Shamanic music is music played either by actual shamans as part of their rituals, or by people who, whilst not themselves shamans, wish to evoke the cultural background of shamanism in some way. So Shamanic music includes both music, used as part of shamans’ rituals, and music that refers to, or draws on, this.
In shamanism, the shaman has a more active musical role than the medium in spirit possession. But a shaman’s ritual is a ritual performance and not a musical performance, and this shapes its musical dimension. A shaman uses various ways of making sounds to which different ritual purposes are ascribed. Of particular importance are the shaman’s song and shaman’s drumming.
The Shaman music is focused on enchantments and is accompanied by a wide variety of instruments. Some of these instruments are primitive and are made up of animal skins but these days there are refined, modern instances of the instruments as well.
The Shamans first started out with three staples: the drum, the rattle, and the flute. These days shamans also use singing bowls and harps to accompany their collection of instruments.
1. The Drum
The shaman’s drum, which acts as a bridge to the Otherworld, can drive out evil spirits or be used as a sound healing tool. It empowers, connects with Earth energies and calms the mind. It is excellent for achieving trance states or for power animal dances, rituals etc.
A number of theories have been advanced to explain the importance of percussion in ritual music in general. One line of explanation is psychoacoustic, whereby the tempo of the drum enables the shaman to enter the desired brain wave state, which corresponds to the number of beats per second of the drum.

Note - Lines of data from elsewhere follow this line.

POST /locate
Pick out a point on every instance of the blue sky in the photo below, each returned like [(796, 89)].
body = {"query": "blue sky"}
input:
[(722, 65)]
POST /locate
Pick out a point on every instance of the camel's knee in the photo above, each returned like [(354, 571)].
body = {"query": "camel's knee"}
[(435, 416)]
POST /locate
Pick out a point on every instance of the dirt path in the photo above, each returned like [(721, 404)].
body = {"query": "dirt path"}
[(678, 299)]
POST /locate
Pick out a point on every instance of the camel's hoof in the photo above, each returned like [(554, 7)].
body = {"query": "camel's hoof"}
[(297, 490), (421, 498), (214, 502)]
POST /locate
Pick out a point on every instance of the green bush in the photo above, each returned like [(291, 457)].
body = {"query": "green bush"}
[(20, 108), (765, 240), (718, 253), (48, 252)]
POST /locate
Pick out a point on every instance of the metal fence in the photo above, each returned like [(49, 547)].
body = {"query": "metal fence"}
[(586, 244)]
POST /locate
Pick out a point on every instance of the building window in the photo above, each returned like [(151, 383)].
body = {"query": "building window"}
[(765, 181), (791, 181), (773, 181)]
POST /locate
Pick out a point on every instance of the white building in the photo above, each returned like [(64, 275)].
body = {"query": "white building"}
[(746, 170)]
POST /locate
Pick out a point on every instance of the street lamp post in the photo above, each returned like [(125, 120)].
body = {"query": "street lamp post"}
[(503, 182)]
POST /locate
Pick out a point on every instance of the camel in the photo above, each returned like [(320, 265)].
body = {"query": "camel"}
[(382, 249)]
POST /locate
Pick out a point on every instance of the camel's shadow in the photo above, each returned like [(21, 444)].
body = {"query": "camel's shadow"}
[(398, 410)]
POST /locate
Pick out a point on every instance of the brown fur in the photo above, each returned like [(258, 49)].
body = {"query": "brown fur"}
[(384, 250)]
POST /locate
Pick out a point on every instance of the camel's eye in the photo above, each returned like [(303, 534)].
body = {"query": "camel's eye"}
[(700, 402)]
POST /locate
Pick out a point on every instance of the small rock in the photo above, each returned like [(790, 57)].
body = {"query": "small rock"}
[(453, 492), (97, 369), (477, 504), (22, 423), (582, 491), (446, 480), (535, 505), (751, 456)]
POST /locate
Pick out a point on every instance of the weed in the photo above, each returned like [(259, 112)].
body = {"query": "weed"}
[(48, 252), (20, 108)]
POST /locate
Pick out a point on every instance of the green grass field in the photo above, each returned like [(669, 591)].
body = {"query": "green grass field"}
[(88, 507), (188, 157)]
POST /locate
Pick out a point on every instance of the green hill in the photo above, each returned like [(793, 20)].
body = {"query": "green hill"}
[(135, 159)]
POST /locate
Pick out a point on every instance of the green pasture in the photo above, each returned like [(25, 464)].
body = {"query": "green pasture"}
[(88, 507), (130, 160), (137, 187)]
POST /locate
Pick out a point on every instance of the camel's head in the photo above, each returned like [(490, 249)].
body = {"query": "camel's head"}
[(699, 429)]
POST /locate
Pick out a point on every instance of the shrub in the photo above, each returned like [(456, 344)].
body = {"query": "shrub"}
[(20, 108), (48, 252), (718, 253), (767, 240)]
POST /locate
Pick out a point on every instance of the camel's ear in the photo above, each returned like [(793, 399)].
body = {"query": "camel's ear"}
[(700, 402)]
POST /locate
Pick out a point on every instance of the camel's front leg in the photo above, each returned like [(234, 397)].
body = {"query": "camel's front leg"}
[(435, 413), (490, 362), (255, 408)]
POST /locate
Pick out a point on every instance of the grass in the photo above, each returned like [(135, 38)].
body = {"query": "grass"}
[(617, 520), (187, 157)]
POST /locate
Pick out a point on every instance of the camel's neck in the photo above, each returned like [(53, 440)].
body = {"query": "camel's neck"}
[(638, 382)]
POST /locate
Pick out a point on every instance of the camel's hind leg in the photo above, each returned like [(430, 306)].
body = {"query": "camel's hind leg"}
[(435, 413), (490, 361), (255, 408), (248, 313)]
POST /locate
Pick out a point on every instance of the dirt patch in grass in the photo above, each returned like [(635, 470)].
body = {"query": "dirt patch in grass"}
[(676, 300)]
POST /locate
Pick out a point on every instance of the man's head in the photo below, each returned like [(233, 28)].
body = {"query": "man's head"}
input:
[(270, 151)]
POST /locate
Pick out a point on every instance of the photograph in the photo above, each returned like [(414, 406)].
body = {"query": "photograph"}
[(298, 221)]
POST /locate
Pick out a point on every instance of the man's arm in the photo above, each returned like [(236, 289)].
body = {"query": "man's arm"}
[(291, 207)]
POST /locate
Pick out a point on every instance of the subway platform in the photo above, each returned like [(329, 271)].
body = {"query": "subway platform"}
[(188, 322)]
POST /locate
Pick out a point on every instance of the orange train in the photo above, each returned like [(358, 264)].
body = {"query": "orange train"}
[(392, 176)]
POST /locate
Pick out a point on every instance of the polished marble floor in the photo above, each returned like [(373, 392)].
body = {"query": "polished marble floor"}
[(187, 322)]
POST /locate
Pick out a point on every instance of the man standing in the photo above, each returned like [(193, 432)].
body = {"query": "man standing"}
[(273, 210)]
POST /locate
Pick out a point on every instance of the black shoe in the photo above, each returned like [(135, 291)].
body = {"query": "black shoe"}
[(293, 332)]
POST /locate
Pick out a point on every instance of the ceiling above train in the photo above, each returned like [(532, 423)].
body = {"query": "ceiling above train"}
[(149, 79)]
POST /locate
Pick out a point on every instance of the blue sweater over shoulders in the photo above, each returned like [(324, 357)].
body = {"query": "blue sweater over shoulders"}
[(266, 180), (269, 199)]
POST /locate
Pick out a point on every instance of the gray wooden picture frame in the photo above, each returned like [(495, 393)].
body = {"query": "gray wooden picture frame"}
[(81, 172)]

However, in the case of shamanism, it seems that the portable drum is highly suited for a performance in which action and gesture are the top lines. The physical gesture of playing the drum is often integrated into a shamanic dance. For this reason, the drumming is not restricted to regular tempo but may speed up and slow down with irregular accents. In some regions, the skin of a shaman’s drum should be cut after his/her death. In others, not.
2. The Rattle
The rattle, a must have for any true shaman, is almost as indispensable as the drum. It can help the shaman to achieve trance states, or draw negative entities out of the body, seal the aura after extractions and so much more.
3. The Flute
And finally, the flute, an instrument of air, that when properly used has the power to create an enchanting mystical atmosphere, to connect to Spirit or call benign spirits and higher beings. It lightens the heart, lifts the spirit, soothes the emotions and puts us in touch with our innermost self and all-that-is.
4. New additions – singing bowls and harps
Singing bowls and harps form the instrumental ensemble for most shamans these days due to their therapeutic attributes. Singing bowls produce a high pitch hum when their rim is struck by a wooden mallet. Harps, on the other hand, are string instruments that produce a wide range of sounds, most of which are conducive to the therapeutic aspect of the shaman’s performance.